Pierre smiled, but his smile showed that he knew Prince Vasily was not really interested in Sergey Kuzmich, and that Prince Vasily knew that Pierre knew. Then Prince Vasily suddenly mumbled something and walked away. Pierre got the impression that Prince Vasily was quite embarrassed, and he was moved by the sight of embarrassment in this old man of the world. He glanced round at Hélène and she looked embarrassed too. Her eyes seemed to say, ‘Well, you did it.’

‘I must cross that line, but I can’t, I just can’t do it . . .’ thought Pierre, and he launched into something different, asking about Sergey Kuzmich and the point of the story because he hadn’t quite heard it. Hélène smiled and said she didn’t know either.

Prince Vasily had gone into the drawing-room, where the princess was talking about Pierre in subdued tones to an elderly lady.

‘Yes, of course it’s a very brilliant match, but – happiness, my dear.’

‘Marriages are made in heaven,’ retorted the elderly lady.

Prince Vasily walked to the far corner and sat down on a sofa as if he hadn’t heard them. He closed his eyes and seemed to nod off. His head began to droop, but then he roused himself.

‘Aline,’ he said to his wife, ‘go and see what they are doing.’

The princess went to the door and, strolling past with an air of studied nonchalance, she managed a glance into the little drawing-room. Pierre and Hélène were sitting there talking just as before.

‘Just the same,’ she said in answer to her husband.

Prince Vasily frowned, twisting his mouth to one side, and his cheeks began to twitch with that nasty, brutal expression of his. He shook himself, got up, tossed his head back and walked with firm steps past the ladies and into the little drawing-room. He strode in quickly and went straight up to Pierre, full of delight. The prince’s face was so outrageously triumphant that Pierre rose in alarm the moment he saw him.

‘Thank God!’ he said. ‘My wife has told me.’ He put one arm around Pierre, the other around his daughter. ‘My dear boy! Hélène! I am so very pleased.’ His voice quavered. ‘I was so fond of your father . . . and she will make you a good wife . . . God bless you both!’ He embraced his daughter, then Pierre again, and kissed him with his old man’s mouth. There were real tears on his cheeks. ‘Aline, come here,’ he called out.

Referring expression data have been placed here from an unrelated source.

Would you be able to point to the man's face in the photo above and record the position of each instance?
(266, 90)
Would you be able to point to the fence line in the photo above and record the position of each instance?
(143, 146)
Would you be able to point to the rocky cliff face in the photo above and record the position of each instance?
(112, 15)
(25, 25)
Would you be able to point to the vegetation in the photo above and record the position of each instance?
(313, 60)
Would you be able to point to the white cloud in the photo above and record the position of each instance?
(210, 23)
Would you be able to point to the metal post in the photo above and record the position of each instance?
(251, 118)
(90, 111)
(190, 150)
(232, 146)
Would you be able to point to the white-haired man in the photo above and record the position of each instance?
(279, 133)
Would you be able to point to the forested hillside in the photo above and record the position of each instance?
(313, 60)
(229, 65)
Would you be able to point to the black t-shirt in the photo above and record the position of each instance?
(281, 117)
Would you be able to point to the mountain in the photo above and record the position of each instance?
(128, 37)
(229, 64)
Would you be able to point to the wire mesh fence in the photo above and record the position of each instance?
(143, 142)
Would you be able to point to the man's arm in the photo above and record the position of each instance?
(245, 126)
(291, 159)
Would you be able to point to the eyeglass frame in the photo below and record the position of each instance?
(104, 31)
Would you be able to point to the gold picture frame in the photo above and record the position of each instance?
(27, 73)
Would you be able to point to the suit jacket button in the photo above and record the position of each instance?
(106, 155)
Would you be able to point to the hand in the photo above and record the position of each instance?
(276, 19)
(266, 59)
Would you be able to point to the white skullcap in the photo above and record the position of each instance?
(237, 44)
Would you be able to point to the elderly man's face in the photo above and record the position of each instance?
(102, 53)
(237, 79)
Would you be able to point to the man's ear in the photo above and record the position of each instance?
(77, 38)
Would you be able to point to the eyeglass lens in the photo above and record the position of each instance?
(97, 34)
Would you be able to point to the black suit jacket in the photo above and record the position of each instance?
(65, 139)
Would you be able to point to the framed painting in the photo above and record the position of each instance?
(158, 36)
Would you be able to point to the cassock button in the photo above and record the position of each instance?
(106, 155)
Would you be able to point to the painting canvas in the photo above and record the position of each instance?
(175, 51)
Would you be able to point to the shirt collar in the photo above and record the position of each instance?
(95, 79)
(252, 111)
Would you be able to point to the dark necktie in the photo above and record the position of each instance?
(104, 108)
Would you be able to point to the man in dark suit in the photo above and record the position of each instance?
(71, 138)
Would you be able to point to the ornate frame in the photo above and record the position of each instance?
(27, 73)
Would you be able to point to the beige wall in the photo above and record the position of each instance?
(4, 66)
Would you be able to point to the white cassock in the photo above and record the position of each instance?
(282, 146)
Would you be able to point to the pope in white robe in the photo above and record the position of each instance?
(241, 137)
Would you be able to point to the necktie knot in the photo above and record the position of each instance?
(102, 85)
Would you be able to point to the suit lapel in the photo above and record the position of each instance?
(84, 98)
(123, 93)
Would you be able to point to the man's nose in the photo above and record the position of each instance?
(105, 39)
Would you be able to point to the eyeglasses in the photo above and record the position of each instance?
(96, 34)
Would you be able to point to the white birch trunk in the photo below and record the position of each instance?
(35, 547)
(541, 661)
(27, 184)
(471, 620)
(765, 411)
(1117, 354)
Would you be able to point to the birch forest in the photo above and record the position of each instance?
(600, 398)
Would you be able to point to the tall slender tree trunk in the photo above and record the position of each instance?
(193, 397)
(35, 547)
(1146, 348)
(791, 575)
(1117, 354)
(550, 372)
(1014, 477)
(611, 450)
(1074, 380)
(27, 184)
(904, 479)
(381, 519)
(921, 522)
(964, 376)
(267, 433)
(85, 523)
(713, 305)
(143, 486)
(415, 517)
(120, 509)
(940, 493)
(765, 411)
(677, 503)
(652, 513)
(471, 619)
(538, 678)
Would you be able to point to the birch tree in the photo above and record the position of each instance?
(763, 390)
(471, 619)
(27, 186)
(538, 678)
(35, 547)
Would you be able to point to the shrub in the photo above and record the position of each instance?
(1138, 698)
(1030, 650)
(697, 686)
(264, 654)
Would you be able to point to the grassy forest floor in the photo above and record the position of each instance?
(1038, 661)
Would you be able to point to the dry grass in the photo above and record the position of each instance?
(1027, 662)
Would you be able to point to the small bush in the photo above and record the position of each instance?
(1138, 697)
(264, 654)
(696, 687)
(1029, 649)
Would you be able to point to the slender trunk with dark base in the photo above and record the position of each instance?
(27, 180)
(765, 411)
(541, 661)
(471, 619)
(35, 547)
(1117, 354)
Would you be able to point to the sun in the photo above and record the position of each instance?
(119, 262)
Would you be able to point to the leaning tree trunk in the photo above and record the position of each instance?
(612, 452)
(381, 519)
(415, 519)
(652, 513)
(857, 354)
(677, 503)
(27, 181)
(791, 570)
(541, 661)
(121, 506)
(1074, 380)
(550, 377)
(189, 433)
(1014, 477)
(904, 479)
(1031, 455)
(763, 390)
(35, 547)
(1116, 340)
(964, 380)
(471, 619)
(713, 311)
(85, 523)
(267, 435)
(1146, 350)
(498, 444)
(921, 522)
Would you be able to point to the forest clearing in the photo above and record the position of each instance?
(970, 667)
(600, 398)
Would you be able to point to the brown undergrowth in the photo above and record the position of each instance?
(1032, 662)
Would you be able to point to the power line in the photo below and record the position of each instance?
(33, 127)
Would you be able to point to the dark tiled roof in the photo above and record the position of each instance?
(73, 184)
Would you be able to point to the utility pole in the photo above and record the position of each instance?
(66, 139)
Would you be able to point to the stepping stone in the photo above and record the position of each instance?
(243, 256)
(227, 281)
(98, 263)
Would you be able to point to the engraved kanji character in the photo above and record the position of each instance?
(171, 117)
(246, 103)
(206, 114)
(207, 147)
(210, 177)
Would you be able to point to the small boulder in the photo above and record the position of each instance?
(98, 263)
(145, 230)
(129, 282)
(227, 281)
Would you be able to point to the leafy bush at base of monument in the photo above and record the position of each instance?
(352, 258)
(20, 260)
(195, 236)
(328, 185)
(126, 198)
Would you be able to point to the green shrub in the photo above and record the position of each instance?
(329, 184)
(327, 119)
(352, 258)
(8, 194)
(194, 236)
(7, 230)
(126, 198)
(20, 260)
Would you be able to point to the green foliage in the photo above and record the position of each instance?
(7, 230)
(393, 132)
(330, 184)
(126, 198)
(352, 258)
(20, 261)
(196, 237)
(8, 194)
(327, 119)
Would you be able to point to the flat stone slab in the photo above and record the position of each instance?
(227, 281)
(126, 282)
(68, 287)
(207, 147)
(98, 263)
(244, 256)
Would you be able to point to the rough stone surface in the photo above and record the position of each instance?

The princess came in and she wept too. The elderly lady also wiped an eye with her handkerchief. They kissed Pierre, and he kissed the hand of his lovely Hélène several times. Soon they found themselves alone together again.

‘All this had to be and couldn’t have been otherwise,’ thought Pierre, ‘so it’s no use wondering whether it’s a good thing or a bad thing. It has to be a good thing because it’s something definite, and there’s no more of that agonizing suspense.’ Pierre held his fiancée’s hand in silence and gazed at the rise and fall of her superb bosom.

‘Hélène!’ he said out loud, and immediately stopped. ‘There’s something special that’s supposed to be said on these occasions,’ he thought, but for the life of him he couldn’t remember what was supposed to be said on these occasions. He looked her in the eyes. She leant forward closer to him. Her face glowed red.

‘Oh, please . . . take them off,’ she asked, pointing to his spectacles.

Pierre took them off, and in his eyes, besides that strange look that people always have when they remove their spectacles, there was a look of alarm and bemusement. He made an attempt to bend down and kiss her hand but after one quick, rough toss of her head she found his lips and brought them to her own. Pierre was struck by the new, unpleasantly distorted expression on her face.

‘It’s too late now, it’s all over and I do love her,’ thought Pierre.

‘I love you!’ he said in formal French, suddenly recalling what was supposed to be said on these occasions. But the words sounded so feeble that he felt sick and ashamed.

Six weeks later he was living as a married man in the enormous, newly refurbished Petersburg mansion of the Counts Bezukhov, the proud owner, as people pointed out, of a beautiful wife and millions of roubles.